In Extremsituationen reagieren wir extrem
Dass die zwischen 2002 und 2005 über vier Staffel laufende Serie aus der Masse an Comedy-Formaten herausstach (und dass als deutsche Produktion) liegt sicher maßgeblich an David Safier. Der wurde nicht nur durch seine Bestseller Mieses Karma und Jesus liebt mich bekannt, sondern er schrieb auch schon Drehbücher für Nikola, Die Camper und mein-leben-und-ich, bevor er als Hauptautor für die erfrischenden und temporeichen Texte aus Berlin, Berlin verantwortlich war.
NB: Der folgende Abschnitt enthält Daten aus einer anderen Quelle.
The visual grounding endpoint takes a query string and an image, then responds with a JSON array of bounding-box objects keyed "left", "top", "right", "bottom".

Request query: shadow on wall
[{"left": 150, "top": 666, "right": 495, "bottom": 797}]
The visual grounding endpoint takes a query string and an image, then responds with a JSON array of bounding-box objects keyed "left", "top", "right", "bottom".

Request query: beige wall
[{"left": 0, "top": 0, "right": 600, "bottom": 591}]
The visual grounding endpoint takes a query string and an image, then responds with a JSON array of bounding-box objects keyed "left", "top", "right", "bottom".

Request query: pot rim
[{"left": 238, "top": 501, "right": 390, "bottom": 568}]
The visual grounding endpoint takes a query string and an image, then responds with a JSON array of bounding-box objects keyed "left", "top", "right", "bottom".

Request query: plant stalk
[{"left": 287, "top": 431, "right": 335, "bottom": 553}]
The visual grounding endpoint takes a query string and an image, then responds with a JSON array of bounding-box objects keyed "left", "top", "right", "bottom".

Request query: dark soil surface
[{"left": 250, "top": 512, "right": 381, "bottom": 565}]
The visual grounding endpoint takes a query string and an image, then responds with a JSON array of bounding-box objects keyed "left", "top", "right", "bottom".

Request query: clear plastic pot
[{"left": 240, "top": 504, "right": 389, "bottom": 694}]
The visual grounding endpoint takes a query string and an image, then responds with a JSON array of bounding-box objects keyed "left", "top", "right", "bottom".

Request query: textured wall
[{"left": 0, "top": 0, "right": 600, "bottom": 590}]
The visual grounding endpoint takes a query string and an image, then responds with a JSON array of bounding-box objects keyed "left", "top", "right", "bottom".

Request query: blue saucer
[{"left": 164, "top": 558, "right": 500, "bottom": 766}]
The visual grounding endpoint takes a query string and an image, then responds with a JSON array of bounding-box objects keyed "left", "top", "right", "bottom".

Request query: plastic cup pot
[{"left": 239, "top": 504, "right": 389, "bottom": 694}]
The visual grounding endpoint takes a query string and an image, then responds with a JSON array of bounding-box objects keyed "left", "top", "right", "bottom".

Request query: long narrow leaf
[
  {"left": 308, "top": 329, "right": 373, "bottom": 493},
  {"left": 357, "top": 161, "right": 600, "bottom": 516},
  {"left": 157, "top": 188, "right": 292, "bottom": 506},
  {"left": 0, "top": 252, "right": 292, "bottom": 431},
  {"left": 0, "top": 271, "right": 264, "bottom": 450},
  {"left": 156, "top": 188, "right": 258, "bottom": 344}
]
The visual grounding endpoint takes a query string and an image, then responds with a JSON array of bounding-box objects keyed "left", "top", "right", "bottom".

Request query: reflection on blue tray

Lolles Gefühlschaos und der Irrsinn des Alltags werden dabei mit ihrem Voice-Over, genialer Situationskomik und pointierten Dialogen eingefangen. Gerade was ihre Gefühle angeht, fällt es Lolle allerdings nicht leicht, diese auch auf den Punkt zu bringen – zum Beispiel nach dem folgenreichen ersten Kuss mit Cousin Sven gegen Ende der ersten Staffel: Weißt du, in Extremsituationen da reagieren Menschen anders als sie normalerweise reagieren würden. Sie reagieren in Extremsituationen extrem, also ist alles, was in einer Extremsituation passiert, als nicht geschehen zu werten. Denn es ist extrem und wäre nicht geschehen, wenn es die Extremsituation nicht gegeben hätte. Alles klar?
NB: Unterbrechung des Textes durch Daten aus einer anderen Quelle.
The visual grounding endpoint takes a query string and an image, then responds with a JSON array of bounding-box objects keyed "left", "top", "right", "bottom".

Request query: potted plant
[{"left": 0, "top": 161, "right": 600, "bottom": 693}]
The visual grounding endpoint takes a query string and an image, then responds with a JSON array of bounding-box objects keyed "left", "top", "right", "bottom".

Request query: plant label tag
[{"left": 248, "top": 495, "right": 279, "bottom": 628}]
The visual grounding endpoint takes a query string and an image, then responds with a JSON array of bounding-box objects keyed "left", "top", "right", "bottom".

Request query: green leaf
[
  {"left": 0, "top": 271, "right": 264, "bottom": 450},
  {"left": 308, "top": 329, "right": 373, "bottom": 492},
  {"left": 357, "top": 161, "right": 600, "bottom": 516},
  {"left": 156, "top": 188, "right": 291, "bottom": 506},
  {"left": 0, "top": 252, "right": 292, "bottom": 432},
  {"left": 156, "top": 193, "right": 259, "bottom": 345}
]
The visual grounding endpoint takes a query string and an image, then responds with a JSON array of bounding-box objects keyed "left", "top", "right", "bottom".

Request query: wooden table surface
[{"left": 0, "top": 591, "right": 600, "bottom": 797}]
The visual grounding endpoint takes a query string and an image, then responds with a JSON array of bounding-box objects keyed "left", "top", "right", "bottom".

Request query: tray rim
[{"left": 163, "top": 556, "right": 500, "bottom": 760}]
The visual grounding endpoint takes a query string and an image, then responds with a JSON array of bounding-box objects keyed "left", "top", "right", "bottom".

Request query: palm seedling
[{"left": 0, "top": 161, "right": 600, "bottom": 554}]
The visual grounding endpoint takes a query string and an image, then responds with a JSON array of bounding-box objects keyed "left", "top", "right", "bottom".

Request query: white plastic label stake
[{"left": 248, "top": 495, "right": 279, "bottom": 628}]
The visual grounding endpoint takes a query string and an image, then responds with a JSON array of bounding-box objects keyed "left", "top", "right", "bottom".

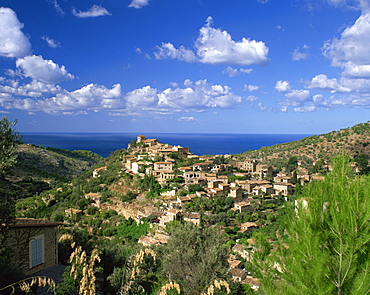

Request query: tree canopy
[
  {"left": 257, "top": 156, "right": 370, "bottom": 295},
  {"left": 163, "top": 223, "right": 228, "bottom": 295},
  {"left": 0, "top": 117, "right": 22, "bottom": 175}
]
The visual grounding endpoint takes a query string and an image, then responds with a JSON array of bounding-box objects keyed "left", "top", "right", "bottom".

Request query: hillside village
[
  {"left": 5, "top": 125, "right": 367, "bottom": 294},
  {"left": 79, "top": 135, "right": 338, "bottom": 288}
]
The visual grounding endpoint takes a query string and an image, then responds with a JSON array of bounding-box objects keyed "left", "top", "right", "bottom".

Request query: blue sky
[{"left": 0, "top": 0, "right": 370, "bottom": 134}]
Als Zuschauer scheint es besonders in der ersten Staffel so, als wäre jede Episode wie eine Wundertüte voller Überraschungen. Denn auch, wenn neben dem Liebeskummer noch ernstere Themen angeschnitten werden (Rosalies zerrüttetes Elternhaus, ein Mann, der nicht mehr lange zu leben hat und vorher unbedingt noch seine Jugendliebe Martha wiederfinden will, etc.): Immer wird ein ausgleichendes Gegenwicht geschaffen, dass uns ein Lächeln auf die Lippen zaubert. Und die Comic-Schnipsel, die die Handlung jeweils kurz unterbrechen, bringen uns besonders die Hauptfigur Lolle – zusammen mit ihrer Voice-Over-Erzählung – so nah wie nur möglich. Ich hatte zu jeder Zeit den Eindruck, als wäre Lolle ein Teil von mir (und umgekehrt). Gerade in ihrer vor allem anfangs noch ziemlich rotzfrechen, widerspenstigen Art und ihrem gleichzeitig mädchenhaften Auftreten (ihre Pony-Frisur spricht da Bände) habe ich mich immer wiedergefunden.
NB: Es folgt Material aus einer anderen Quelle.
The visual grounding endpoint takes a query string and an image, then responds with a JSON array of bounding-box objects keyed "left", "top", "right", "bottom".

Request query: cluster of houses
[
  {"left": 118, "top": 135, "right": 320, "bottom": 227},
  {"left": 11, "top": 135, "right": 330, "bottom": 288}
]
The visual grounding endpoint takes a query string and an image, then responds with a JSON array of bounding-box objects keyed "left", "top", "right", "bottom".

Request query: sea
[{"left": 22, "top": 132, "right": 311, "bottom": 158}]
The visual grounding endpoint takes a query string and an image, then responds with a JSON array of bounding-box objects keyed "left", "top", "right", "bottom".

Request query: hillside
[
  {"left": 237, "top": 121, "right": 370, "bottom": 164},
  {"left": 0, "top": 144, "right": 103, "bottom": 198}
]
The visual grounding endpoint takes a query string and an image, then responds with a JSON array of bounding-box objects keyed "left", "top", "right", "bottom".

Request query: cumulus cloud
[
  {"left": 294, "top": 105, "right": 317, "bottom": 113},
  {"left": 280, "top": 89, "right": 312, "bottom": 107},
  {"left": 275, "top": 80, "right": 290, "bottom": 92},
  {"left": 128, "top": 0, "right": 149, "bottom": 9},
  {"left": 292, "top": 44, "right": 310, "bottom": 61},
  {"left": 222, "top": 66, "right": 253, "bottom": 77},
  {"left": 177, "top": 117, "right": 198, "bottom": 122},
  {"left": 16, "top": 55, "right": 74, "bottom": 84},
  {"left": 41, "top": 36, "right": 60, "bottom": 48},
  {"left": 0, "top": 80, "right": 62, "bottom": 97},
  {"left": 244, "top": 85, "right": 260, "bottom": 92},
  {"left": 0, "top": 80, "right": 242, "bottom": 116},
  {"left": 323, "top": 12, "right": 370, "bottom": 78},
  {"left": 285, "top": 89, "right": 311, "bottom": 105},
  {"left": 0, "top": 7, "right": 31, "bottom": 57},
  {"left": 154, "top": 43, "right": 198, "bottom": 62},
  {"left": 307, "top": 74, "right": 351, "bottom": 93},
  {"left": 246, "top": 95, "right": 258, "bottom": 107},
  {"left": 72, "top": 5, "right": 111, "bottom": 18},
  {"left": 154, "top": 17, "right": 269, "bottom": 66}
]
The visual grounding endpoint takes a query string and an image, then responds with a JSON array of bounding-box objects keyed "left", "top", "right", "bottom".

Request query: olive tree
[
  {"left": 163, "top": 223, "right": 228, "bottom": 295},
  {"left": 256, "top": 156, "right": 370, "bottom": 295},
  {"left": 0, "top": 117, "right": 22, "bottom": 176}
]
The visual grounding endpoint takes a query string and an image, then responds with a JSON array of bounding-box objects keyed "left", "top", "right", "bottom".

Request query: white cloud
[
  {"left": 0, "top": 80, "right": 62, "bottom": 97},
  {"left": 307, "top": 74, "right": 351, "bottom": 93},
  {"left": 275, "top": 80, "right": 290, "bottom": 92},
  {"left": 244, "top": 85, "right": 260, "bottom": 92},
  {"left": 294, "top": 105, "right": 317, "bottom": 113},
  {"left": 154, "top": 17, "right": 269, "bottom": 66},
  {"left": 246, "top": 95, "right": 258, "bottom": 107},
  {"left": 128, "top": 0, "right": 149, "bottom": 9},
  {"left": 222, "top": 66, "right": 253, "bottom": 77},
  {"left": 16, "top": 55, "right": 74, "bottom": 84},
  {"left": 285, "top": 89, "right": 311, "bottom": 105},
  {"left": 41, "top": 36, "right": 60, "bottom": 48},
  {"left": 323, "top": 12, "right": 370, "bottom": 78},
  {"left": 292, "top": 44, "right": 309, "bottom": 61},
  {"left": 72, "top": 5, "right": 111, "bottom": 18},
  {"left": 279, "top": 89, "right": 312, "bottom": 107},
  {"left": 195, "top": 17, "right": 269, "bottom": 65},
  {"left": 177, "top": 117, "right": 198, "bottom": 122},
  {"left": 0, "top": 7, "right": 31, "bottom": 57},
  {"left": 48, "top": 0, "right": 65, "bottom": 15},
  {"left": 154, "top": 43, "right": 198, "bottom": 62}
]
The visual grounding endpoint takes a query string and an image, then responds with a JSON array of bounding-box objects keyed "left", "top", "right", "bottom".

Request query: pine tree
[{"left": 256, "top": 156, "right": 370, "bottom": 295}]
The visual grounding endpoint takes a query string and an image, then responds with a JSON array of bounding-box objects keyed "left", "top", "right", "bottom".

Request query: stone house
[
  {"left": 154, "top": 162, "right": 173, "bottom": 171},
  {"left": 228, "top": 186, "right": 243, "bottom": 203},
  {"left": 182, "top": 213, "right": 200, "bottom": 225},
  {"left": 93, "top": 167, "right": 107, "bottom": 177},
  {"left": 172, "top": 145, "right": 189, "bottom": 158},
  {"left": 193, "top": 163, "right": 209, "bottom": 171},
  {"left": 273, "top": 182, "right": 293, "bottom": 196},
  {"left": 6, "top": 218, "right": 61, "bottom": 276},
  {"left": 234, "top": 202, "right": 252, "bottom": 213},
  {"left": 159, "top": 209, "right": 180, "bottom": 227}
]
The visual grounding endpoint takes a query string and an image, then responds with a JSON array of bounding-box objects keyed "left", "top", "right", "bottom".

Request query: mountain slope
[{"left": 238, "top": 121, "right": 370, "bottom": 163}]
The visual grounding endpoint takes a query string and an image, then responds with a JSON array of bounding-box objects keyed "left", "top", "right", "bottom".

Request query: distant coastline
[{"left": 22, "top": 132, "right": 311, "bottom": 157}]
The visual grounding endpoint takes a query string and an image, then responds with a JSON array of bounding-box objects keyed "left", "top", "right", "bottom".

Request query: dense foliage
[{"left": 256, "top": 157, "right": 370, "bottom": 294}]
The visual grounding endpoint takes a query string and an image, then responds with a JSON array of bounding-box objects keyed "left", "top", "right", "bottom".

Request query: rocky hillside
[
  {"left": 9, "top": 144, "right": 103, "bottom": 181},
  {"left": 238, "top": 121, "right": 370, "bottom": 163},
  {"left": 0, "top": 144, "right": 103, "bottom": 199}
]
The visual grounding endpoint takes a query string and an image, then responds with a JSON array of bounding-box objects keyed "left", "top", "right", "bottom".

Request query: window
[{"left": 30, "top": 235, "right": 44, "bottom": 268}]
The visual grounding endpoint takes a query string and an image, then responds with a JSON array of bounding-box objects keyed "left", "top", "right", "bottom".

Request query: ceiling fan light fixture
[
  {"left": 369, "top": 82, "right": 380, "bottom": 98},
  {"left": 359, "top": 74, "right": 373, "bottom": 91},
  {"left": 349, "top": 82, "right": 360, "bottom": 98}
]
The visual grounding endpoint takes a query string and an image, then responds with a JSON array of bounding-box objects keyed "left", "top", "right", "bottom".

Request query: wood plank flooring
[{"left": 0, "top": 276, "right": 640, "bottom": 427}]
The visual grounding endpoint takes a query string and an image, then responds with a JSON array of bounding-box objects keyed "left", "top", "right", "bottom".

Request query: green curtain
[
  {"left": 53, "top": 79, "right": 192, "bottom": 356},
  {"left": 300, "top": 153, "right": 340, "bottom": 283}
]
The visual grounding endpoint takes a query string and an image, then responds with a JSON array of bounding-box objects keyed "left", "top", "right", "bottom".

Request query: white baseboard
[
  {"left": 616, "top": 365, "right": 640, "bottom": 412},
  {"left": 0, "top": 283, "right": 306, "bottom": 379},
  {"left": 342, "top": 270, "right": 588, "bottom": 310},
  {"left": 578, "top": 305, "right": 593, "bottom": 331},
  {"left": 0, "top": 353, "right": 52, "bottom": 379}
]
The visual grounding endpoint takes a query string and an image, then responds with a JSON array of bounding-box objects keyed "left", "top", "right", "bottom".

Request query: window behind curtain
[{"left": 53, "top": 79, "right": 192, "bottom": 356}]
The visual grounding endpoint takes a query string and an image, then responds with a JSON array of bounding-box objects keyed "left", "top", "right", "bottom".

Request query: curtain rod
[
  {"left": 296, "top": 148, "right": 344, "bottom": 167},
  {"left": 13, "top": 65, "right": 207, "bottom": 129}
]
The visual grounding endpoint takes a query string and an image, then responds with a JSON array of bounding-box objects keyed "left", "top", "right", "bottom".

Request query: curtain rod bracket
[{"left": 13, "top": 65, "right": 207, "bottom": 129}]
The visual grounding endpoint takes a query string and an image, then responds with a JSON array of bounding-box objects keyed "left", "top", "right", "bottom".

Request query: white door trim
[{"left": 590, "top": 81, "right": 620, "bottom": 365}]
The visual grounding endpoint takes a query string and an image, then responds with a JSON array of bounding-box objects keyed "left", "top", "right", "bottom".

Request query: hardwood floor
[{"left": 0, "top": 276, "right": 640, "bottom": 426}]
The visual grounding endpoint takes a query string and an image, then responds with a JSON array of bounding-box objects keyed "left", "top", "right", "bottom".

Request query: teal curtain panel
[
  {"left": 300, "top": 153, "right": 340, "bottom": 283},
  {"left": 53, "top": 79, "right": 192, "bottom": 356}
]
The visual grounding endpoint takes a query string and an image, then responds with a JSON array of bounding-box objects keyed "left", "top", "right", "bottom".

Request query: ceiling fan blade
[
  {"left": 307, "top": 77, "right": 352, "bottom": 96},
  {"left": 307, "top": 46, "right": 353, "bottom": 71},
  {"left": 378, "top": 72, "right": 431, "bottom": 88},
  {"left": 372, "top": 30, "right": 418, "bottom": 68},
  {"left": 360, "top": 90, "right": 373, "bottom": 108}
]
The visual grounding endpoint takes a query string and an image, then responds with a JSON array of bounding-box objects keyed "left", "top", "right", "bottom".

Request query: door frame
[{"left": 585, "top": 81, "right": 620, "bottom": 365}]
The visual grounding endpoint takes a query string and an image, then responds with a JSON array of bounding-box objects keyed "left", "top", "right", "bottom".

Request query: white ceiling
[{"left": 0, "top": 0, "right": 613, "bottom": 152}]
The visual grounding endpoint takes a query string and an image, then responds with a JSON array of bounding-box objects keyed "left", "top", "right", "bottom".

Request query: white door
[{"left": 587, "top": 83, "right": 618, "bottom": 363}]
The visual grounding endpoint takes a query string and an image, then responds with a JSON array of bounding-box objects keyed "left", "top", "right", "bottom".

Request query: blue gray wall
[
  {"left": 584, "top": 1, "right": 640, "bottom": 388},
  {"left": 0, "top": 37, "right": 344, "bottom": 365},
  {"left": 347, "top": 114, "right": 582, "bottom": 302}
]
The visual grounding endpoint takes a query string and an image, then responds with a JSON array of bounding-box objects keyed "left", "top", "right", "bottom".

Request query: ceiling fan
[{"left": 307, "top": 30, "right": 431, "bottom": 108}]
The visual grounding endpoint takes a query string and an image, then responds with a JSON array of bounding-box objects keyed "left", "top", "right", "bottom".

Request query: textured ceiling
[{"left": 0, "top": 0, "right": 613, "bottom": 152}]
Mit Lolle konnten wir also unser eigenes Kopfkino ausleben und wenn Mädchen wie sie die große Liebe finden, warum sollte das dann nicht auch für andere gelten? Und als sich Lolle dann ihre Kurzhaar-Frisur zulegte und sich immer mehr ihren Platz im Leben erkämpfte, waren auch wir uns sicher: Irgendwie geht es immer weiter, so leicht lassen wir uns nicht unterkriegen.

Hat euch Berlin, Berlin auch so begeistert wie mich?